Box-plot diagram of accuracy and F-measure using PCA

Fig. 9
figure 9

Box-plot diagram of accuracy and F-measure using RSA

In order to search, developed malware detection model is effective or not, box-plot diagrams of the individual developed model is constructed. Figures 8 and 9 demonstrate the box-plot diagrams for accuracy and F-measure using feature selection approaches. From figures, it can be concluded that:

  • Based on Figs. 8 and 9, model developed by using RSA as feature selection technique achieve higher detection rate.

  • On the basis of Fig. 9, it is seen that model developed by using FLANN-genetic is having higher median value and few outliers. Model build by using RSA achieved higher detection rate as compared to PCA.

7.3 Comparison with Existing Developed Frameworks

In order to find out developed malware detection model is effective in detecting malware or not, in this chapter comparison is done by using existing frameworks present in the literature. To perform this experiment, freely available dataset; i.e., Drebin [2] is considered. Table 6 represent the comparison with existing approaches or frameworks presented in the literature.

Table 6 Comparison of developed model with available frameworks present in the literature

7.3.1 Experimental Findings

In this chapter, a framework is developed by using android apps and by utilizing hybrid artificial neural network. Based on the outcome, this study is able to answer the questions discussed in Sect. 2.

RQ1: In the present study, implementation of six different machine learning techniques is used to develop malware detection model. Based on Tables 4 and 5, it can be implicit that model build using FLANN-genetic is more effective in detecting malware-infected from android.

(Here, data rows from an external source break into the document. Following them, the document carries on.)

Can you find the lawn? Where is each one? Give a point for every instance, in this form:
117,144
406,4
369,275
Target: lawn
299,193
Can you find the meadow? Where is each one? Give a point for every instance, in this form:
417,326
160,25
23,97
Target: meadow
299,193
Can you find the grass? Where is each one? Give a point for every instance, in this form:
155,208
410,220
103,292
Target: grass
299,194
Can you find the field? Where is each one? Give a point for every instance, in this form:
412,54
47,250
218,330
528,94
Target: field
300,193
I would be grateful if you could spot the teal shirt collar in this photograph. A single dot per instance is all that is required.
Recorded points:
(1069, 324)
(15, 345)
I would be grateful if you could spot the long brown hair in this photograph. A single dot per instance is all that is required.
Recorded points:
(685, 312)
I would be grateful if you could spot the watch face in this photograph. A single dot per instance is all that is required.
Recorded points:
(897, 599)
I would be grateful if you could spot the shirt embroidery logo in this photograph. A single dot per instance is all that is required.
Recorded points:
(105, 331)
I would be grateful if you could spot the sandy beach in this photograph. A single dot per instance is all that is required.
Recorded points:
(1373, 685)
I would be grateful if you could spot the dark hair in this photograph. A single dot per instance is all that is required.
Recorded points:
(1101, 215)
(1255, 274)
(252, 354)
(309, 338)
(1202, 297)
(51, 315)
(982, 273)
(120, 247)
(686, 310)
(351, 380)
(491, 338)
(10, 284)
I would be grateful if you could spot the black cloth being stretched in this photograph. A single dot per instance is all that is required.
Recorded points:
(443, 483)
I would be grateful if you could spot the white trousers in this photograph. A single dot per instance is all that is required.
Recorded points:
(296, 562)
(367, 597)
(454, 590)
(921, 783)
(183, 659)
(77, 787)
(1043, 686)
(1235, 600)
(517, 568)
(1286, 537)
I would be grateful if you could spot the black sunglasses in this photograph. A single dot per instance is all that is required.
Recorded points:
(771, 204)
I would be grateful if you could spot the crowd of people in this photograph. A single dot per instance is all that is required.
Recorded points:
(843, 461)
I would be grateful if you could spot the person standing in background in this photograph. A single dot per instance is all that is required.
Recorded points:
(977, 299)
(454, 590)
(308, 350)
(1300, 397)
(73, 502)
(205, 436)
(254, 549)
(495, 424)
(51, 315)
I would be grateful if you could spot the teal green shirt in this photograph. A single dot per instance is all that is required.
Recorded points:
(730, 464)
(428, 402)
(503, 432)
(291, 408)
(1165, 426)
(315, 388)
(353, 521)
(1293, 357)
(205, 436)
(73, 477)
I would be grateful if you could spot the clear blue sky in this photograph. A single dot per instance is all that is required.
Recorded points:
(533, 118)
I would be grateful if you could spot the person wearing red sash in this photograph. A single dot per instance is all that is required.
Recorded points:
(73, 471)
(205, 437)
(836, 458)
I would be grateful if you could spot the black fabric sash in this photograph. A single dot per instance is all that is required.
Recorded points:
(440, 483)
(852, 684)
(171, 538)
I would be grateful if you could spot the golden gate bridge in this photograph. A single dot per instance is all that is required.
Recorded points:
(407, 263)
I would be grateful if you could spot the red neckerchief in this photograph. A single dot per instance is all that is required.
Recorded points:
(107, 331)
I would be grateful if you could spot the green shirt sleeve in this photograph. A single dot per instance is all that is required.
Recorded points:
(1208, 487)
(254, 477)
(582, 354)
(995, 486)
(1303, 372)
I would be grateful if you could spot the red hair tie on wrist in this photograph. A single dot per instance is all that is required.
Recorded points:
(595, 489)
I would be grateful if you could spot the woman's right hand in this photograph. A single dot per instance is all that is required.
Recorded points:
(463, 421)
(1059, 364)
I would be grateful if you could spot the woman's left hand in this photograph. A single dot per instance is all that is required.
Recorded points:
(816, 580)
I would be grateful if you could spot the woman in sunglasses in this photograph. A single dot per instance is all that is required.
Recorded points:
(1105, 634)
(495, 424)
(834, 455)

RQ2: Yes, proposed detection model is effective in identifying malware-infected apps when compared to existing frameworks present in the literature.

RQ3: From Tables 4 and 5, it can be concluded that feature selection techniques have a significant role in building the malware detection model. Models developed using feature selection techniques are very effective when compared to the model developed using all extracted features.

8 Conclusion

This chapter paid a significant role while developing the malware detection models by using distinct android apps. In addition to that, it is observed that feature selection approach also paid an significant role while selecting the relevant features from all extracted features. Moreover, model developed using hybrid approach is more capable in detecting malware as compared to previously developed frameworks.